Pregnant
women who test positive for hepatitis B infection and have a high level of hepatitis B virus (HBV)
in the blood should receive preventive antiviral therapy with tenofovir from
the 28th week of pregnancy until birth, the World
Health Organization (WHO) recommends in new guidelines on the prevention of
mother-to-child hepatitis B transmission released this week.
Infants
can be protected against hepatitis B infection through a safe and effective
vaccine.
WHO
recommends that all infants receive a first dose of the hepatitis B vaccine as
soon as possible after birth – preferably within 24 hours – followed by at
least two additional doses.
The
proportion of children under five years of age chronically infected with HBV dropped to just under 1% in 2019 down from around 5% in the pre-vaccine
era (the period between the 1980s and the early 2000s), according to new
estimates from WHO.
On World
Hepatitis Day 2020, WHO is calling for intensified efforts to prevent mother-to-child
transmission of HBV through testing pregnant women and provision of antiviral
prophylaxis to those who need it and maintaining and expanding access to
hepatitis B immunisation and birth dose vaccine.
The
scale-up of hepatitis B vaccine worldwide over the last two decades, which has
been in large part due to the support provided by Gavi, the Vaccine Alliance,
has been a great public health success story and contributed to the decrease in
HBV infections among children. In 2019, coverage of 3 doses of the hepatitis B
vaccine during childhood reached 85% worldwide, up from around 30% in 2000.
However, access to the first critical dose within 24 hours of birth remains
uneven. Global coverage of this birth dose is 43%, but this drops to 34% in the
WHO Eastern Mediterranean Region and only 6% in the WHO African Region.
“Expanding
access to a timely birth dose of the hepatitis B vaccine is the cornerstone of
efforts to prevent mother-to-children transmission of HBV. For countries
especially in regions such as sub-Saharan Africa, where the birth dose of
hepatitis B vaccine has not yet been introduced, it is a priority to assure
that protection as early as possible,” said Dr Meg Doherty, Director of Global
HIV, Hepatitis and STI Programmes.
An
additional way to protect children is to provide pregnant women with antiviral
treatment to reduce mother-to-child transmission of HBV. WHO already recommends
routine testing of all pregnant women for HBV, as well as HIV and syphilis as
early as possible in their pregnancy. In view of new evidence on the safety and
efficacy of antiviral prophylaxis in pregnant women and their children, WHO is
issuing today 2 new recommendations:
- Pregnant women who test
positive for hepatitis B infection and have a high level of HBV in the
blood (known as HBV viral load) should receive preventive antiviral
therapy with tenofovir from the 28th week of pregnancy until
birth. The antiviral drug tenofovir is available at low cost in many
countries of the world for less than US$3 per month.
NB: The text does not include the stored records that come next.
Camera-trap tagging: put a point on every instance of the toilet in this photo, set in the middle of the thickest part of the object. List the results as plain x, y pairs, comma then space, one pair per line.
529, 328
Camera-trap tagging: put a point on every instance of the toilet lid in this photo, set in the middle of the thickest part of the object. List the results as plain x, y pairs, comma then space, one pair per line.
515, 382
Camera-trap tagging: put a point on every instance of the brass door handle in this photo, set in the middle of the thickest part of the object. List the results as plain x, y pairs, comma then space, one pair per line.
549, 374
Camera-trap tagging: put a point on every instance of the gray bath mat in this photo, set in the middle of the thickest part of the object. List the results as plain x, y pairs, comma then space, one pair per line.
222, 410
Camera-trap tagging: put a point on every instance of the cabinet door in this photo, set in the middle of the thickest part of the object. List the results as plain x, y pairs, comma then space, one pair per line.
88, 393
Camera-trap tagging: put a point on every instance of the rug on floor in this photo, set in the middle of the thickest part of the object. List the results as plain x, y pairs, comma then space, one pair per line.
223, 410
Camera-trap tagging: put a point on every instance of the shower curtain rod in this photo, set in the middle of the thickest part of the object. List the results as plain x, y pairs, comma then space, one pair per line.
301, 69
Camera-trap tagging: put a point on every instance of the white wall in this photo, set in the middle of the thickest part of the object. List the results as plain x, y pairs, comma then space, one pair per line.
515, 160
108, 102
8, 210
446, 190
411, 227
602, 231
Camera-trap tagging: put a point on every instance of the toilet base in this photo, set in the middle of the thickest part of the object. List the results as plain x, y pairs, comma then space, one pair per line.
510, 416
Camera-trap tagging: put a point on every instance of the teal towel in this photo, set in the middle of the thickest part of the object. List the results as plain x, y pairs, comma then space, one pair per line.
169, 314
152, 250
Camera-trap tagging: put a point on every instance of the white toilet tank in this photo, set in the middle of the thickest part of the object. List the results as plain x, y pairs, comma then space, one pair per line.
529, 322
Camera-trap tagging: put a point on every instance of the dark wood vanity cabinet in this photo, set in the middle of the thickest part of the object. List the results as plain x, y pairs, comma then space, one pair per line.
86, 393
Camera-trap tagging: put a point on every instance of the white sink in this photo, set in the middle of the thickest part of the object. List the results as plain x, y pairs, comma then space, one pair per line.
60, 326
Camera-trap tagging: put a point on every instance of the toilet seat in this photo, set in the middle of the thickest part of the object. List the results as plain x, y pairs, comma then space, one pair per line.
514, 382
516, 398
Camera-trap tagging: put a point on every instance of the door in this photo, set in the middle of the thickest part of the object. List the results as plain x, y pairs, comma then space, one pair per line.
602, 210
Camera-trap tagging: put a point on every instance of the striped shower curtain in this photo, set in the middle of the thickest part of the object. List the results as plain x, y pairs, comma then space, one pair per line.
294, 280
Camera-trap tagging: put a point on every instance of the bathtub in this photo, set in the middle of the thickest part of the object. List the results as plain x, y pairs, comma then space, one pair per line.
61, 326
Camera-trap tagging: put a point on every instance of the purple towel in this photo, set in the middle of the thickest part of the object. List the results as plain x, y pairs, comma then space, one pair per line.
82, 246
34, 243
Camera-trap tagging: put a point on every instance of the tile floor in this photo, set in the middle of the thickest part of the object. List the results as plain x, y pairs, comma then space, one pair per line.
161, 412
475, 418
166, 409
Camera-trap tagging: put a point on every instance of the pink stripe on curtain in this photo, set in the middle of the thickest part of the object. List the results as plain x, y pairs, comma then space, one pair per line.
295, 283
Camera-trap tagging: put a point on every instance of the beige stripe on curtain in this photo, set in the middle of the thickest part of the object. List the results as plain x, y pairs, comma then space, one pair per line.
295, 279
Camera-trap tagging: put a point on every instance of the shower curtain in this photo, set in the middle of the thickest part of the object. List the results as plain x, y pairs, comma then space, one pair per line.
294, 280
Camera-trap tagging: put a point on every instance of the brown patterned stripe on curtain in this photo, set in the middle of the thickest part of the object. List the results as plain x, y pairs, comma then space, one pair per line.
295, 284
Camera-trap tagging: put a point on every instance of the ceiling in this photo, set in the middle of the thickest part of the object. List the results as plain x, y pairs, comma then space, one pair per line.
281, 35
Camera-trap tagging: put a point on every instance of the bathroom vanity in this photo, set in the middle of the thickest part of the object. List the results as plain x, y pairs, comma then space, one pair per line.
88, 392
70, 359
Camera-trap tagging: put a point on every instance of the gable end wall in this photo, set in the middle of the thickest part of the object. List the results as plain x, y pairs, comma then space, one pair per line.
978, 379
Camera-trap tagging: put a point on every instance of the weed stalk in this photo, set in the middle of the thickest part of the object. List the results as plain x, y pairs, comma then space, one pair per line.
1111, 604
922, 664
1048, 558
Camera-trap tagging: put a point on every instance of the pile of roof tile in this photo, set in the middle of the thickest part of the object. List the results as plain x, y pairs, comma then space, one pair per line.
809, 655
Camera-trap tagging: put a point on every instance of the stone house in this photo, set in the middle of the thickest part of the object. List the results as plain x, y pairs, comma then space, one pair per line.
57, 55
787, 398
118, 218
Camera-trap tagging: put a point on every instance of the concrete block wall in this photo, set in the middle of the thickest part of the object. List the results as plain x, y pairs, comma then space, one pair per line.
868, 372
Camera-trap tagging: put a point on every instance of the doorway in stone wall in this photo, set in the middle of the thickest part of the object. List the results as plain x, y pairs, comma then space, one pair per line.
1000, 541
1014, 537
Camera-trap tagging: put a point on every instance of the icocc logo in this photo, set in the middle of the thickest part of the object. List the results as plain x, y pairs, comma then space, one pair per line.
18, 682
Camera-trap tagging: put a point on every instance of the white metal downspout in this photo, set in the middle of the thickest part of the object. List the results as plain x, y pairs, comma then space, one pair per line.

- In settings where HBV viral
load testing is not available, WHO recommends the use of an alternative
low cost test (HBeAg) to determine whether a woman is eligible for
preventive antiviral therapy.
In
countries that have already achieved high coverage of hepatitis B immunisation,
including timely birth dose, routine testing for HBV infection among pregnant
women and antiviral prophylaxis for those in need is an additional opportunity
to prevent onward transmission from mother to child.